Has InstarAGF witnessed anything particularly interesting about this asset class?
We believe the North American middle market, which is characterized by assets in the $100 million to $1 billion enterprise value range, offers a compelling value proposition for investors and is less competitive than the market for large-scale assets. Middle market transactions are often more complex, such as separating an asset from a larger company. In addition, middle-market opportunities are typically available primarily through existing relationships and partnerships, often enabling acquirers to compete on factors other than price. Although there is significant capital chasing the “mega deals”, the greatest need for infrastructure is really at the local level, which aligns well with middle-market investors. For these and other reasons, middle-market investments typically offer the opportunity to achieve returns up to 100 to 150 basis points higher than the broader infrastructure market in the same sector and jurisdiction.

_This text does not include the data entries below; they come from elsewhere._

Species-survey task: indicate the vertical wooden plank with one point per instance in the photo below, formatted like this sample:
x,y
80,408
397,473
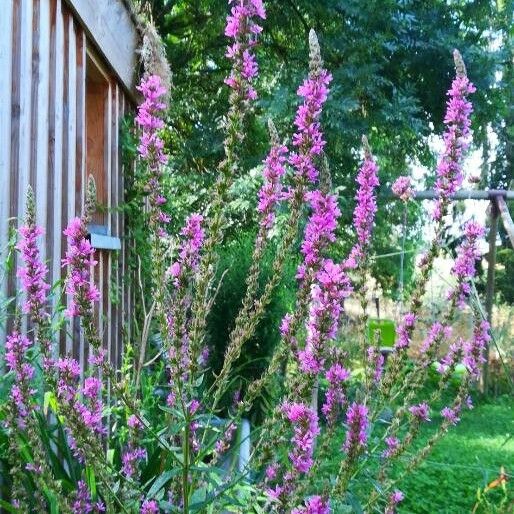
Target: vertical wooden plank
x,y
114,269
56,142
70,129
25,103
80,161
41,122
66,20
6,48
108,255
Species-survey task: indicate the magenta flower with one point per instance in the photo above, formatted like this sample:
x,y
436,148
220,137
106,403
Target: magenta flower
x,y
451,415
404,331
151,145
306,429
357,423
402,188
320,230
33,274
325,309
456,137
464,267
149,507
392,443
79,259
435,335
473,350
366,207
314,505
271,191
17,345
308,138
335,397
376,360
82,503
394,499
420,411
243,30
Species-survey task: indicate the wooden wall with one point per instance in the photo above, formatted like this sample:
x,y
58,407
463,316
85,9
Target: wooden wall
x,y
44,53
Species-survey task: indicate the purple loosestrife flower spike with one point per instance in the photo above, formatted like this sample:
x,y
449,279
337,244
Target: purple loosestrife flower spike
x,y
456,138
366,207
149,507
402,188
271,191
243,31
314,505
335,398
33,272
473,350
17,346
308,138
325,309
151,146
79,258
420,411
306,429
320,230
82,503
464,267
357,423
394,499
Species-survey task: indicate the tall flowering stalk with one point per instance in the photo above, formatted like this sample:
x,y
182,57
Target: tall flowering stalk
x,y
449,178
33,275
308,139
243,30
309,142
456,138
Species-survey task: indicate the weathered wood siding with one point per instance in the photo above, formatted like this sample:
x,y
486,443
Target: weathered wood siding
x,y
44,51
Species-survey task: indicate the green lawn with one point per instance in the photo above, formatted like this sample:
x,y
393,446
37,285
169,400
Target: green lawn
x,y
468,457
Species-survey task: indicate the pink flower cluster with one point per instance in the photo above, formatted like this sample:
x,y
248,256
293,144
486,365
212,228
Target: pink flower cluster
x,y
314,505
79,259
133,454
357,432
309,137
464,267
420,411
151,145
82,503
402,188
17,346
456,137
392,443
404,331
32,274
325,309
435,335
365,209
394,499
189,254
271,191
243,30
320,229
149,507
306,429
335,398
473,351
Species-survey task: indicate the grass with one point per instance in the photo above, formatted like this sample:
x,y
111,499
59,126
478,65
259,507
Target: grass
x,y
466,459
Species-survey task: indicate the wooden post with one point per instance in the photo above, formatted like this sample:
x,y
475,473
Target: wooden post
x,y
506,218
493,232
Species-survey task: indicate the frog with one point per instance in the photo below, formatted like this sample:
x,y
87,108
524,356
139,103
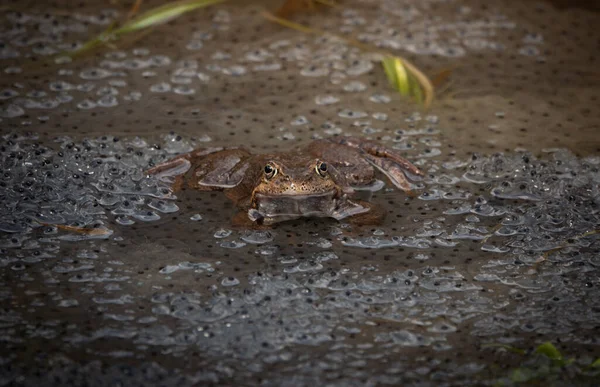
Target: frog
x,y
319,180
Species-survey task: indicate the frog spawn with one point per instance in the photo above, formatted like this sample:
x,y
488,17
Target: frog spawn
x,y
78,184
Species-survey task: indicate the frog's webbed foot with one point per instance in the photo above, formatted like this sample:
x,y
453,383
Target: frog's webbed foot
x,y
349,209
388,161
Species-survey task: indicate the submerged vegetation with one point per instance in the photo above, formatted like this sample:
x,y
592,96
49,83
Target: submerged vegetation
x,y
402,75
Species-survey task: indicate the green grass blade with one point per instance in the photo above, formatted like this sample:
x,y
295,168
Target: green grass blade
x,y
163,14
399,71
397,74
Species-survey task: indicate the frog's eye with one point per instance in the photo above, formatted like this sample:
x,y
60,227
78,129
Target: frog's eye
x,y
321,169
270,171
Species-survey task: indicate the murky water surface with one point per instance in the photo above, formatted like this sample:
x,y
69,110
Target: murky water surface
x,y
498,247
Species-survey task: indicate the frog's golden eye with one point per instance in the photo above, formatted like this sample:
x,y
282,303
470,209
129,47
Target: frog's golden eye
x,y
270,171
321,169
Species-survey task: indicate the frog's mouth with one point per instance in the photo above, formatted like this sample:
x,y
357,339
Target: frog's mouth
x,y
278,208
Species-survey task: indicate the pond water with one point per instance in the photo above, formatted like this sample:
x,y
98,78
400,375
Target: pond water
x,y
498,249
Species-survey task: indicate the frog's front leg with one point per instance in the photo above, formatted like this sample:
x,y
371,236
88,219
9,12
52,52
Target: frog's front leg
x,y
213,169
387,160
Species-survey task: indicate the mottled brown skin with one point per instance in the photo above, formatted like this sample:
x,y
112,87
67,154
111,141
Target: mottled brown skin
x,y
315,181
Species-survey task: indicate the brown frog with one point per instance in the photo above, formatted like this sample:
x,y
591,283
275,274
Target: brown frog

The other interesting aspect of the asset class is how the opportunity set is evolving in response to urbanization, technological change and sustainability imperatives. As a result of these macro drivers, we are seeing a shift away from large-scale projects to more “localized” infrastructure in many subsectors: district energy systems and scalable water distribution and treatment facilities instead of large utilities, for example; and urban light rail transit; renewable energy and energy storage; and retrofit and refurbishment projects. Overall, there is an increasing emphasis on “future-proofing” our critical infrastructure and on bringing innovation to the table.